The judgment is affirmed. Verizon is ordered to pay plaintiffs' attorney fees as a sanction for plaintiffs' defense of the frivolous motion to augment, in the amount of $900, payable in its entirety on or before 20 days after the remittitur is issued. Plaintiffs are awarded their costs on appeal.

We concur:

KING, Acting P. J.

CODRINGTON, J.

FootNotes


1. As noted by Verizon in its opposition to plaintiffs' motion for attorneys' fees and costs, "[t]he facts are few and generally not in dispute."
2. All further rule references are to the California Rules of Court unless otherwise indicated.
3. All further statutory references are to the Code of Civil Procedure unless otherwise indicated.
4. We note the opening brief also contains numerous grammatical mistakes, misspellings, and typographical errors.
5. To the extent any of its subcontractors were directly at fault for the incidents, Verizon could presumably recover from those subcontractors through the maintenance of appropriate actions for indemnification. While it appears from the record that Verizon cross-complained against Horizon, nothing in this record, except perhaps a thorough review of the register of actions, definitively establishes the outcome of Verizon's cross-complaint. Since that matter is tangential to the issues raised on appeal and neither party has informed us of the outcome of the related suits, we refuse to further investigate these matters. As plaintiffs' counsel below noted: "It's a problem between Verizon and their subcontractors." Nevertheless, we note the trial court's observation, "I don't have the other defendants in front of me. You know the age-old saying that whoever settles first usually gets the better deal when there [are] multiple defendants in the case. They settled out first. They reached their deal. I don't have them before me now." Thus, we presume both plaintiffs and Verizon settled their respective issues with the subcontractors.
6. Presumably, the insurer, as a condition of its insurance policy, would have a lien against any damages recovered by the homeowners in their suit against Verizon for any amount of damages for which the insurer had already compensated plaintiffs.
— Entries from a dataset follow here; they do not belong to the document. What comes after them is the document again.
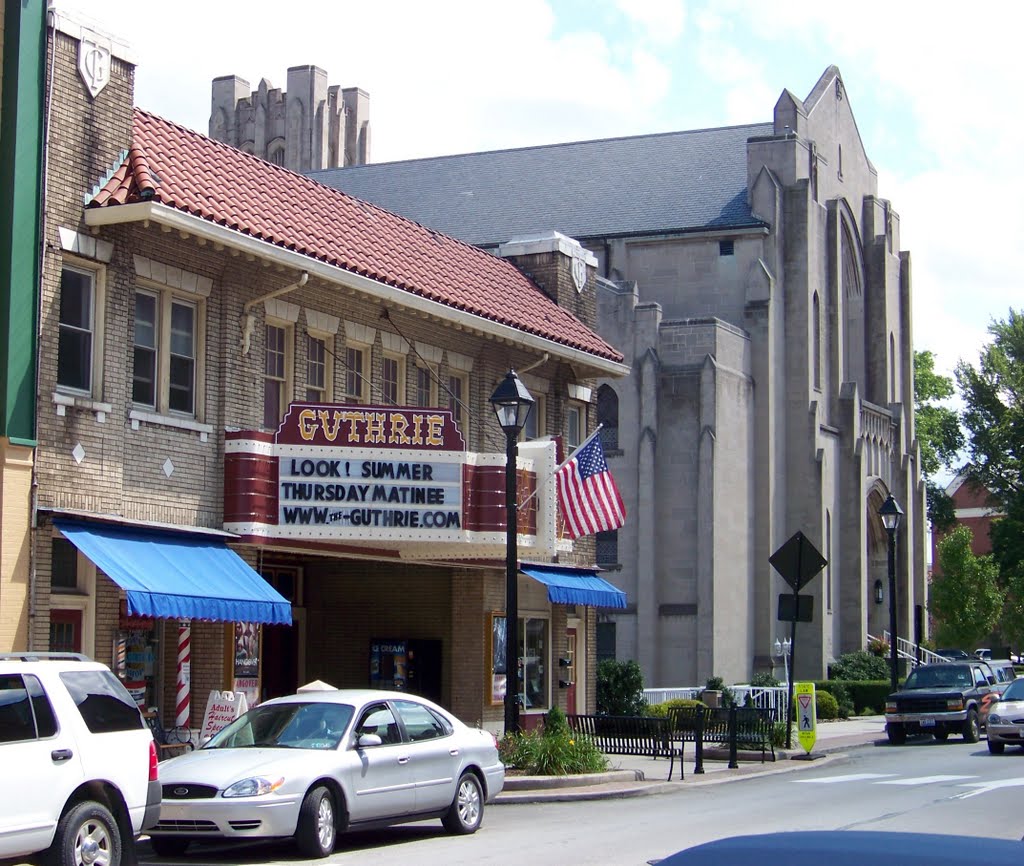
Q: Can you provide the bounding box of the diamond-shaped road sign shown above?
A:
[768,530,828,593]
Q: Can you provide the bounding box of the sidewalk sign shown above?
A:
[199,690,249,743]
[794,683,818,754]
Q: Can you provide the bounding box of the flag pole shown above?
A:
[518,424,604,511]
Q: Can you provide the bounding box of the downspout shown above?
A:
[242,270,309,355]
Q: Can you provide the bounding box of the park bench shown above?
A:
[565,715,683,781]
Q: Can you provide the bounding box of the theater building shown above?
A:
[27,11,627,730]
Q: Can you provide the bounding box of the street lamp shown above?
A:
[490,370,534,734]
[879,493,903,692]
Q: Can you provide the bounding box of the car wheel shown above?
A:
[886,725,906,745]
[964,709,981,743]
[441,771,483,835]
[46,800,121,866]
[150,836,189,857]
[295,785,338,860]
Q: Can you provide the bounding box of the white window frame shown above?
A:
[344,341,373,405]
[414,362,438,408]
[262,315,295,429]
[381,352,406,406]
[54,261,106,400]
[132,280,206,421]
[305,329,334,403]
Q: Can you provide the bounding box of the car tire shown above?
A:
[963,708,981,743]
[295,785,338,860]
[441,771,483,836]
[886,725,906,745]
[44,799,122,866]
[150,836,190,857]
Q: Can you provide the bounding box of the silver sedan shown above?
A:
[985,678,1024,754]
[150,689,505,858]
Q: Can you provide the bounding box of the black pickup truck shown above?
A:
[886,660,996,745]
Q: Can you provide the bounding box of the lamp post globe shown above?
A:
[879,493,903,692]
[490,370,535,734]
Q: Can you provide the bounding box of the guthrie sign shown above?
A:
[274,403,466,540]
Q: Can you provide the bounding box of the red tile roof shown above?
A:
[88,109,623,361]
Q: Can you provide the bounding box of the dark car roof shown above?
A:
[660,830,1024,866]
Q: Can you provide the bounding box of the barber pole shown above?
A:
[174,621,191,728]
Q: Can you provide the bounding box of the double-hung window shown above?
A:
[415,364,437,406]
[306,334,333,403]
[263,321,292,429]
[57,267,97,394]
[381,355,406,406]
[132,290,200,417]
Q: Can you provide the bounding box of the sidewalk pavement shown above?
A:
[495,716,886,805]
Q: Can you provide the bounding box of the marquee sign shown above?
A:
[224,403,554,555]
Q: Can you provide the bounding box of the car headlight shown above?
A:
[223,776,285,796]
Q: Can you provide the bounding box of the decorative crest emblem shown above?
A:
[572,250,587,293]
[78,33,111,99]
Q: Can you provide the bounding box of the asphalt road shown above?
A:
[140,740,1024,866]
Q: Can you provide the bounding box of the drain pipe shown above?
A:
[242,270,309,355]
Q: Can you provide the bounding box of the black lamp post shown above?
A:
[490,370,534,734]
[879,493,903,692]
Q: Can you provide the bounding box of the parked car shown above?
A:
[651,830,1024,866]
[986,679,1024,754]
[150,689,505,858]
[886,660,998,745]
[0,653,161,866]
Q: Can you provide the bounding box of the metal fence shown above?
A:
[643,686,786,719]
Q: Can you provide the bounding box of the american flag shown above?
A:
[555,436,626,538]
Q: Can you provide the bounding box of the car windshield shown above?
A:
[1002,680,1024,700]
[904,664,973,689]
[203,702,354,749]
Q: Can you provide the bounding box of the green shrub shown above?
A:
[498,728,608,776]
[645,698,703,719]
[597,658,647,716]
[828,650,889,680]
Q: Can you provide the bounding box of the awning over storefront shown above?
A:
[53,519,292,625]
[519,565,626,608]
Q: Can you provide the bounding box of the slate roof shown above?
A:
[309,123,772,247]
[87,109,623,361]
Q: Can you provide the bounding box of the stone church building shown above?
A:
[214,67,927,687]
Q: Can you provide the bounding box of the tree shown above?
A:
[956,309,1024,646]
[928,526,1005,647]
[913,351,964,531]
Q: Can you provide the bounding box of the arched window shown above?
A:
[811,292,821,391]
[889,331,896,403]
[597,385,618,450]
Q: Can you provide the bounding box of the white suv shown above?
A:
[0,653,161,866]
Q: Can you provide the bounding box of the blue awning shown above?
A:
[519,565,626,608]
[53,519,292,625]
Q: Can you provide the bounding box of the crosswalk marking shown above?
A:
[793,773,897,785]
[876,776,978,785]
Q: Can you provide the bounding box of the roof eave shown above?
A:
[85,202,630,378]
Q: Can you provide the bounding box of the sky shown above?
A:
[57,0,1024,384]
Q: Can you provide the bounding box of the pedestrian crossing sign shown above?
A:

This would prevent any double recovery.
7. Verizon's reply brief addresses this issue as follows: "Then, there is the issue of [plaintiffs'] counsel's hourly rate of $550.00. That may be acceptable in Los Angeles (I doubt!) but not in Rancho Cucamonga. The analysis is [sic] reasonable for an attorney in the area where the case is being litigated. $550.00 is not reasonable in Rancho Cucamonga. $225.00 is more reasonable and $95.00 for a paralegal is not reasonable more like $55.00 an hour and associates the going rate would be between $125.00 per hour to $165.00 per hour depending on experience and complexity of the action."